What makes a open problem a good problem to work on? What are the criteria? Let me take an example and try to argue for it. I think that the 2010 paper by Chlamtac, Krauthgamer and Raghavendra is a good research direction. That paper is only a first step, with much room left for improvements. Here are some questions raised by that paper.
- (Improve) Is there hope that by vastly increasing the number of levels of lifting in the LP, the approximation ratio is reduced to a constant independent of the treewidth, so that the treewidth appears in the runtime only?
- (Simplify) Now that there is one proof, extracting its key ideas, is it possible to design a direct, possibly more efficient argument that would not rely on lift-and-project?
- Is there a version that would work in the framework of branch decomposition instead of treewidth?

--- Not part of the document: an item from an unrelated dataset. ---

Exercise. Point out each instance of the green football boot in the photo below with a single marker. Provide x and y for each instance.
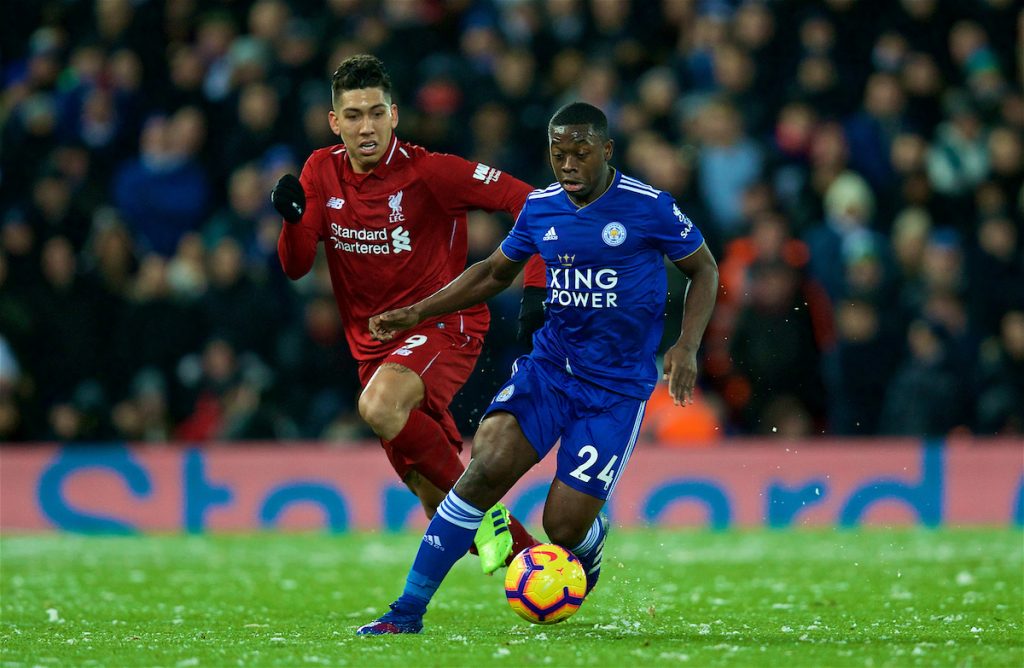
(494, 541)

- (Generalize)The authors present a table of related results and techniques. The diversity of algorithmic techniques is surprising. Is there a way to unify them and provide a single general-purpose algorithm based on Sherali-Adams lift-and-project, that would simultaneously solve many of cases listed in the table? As a warmup question, how does the algorithm perform in the (previously solved) case of uniform demands?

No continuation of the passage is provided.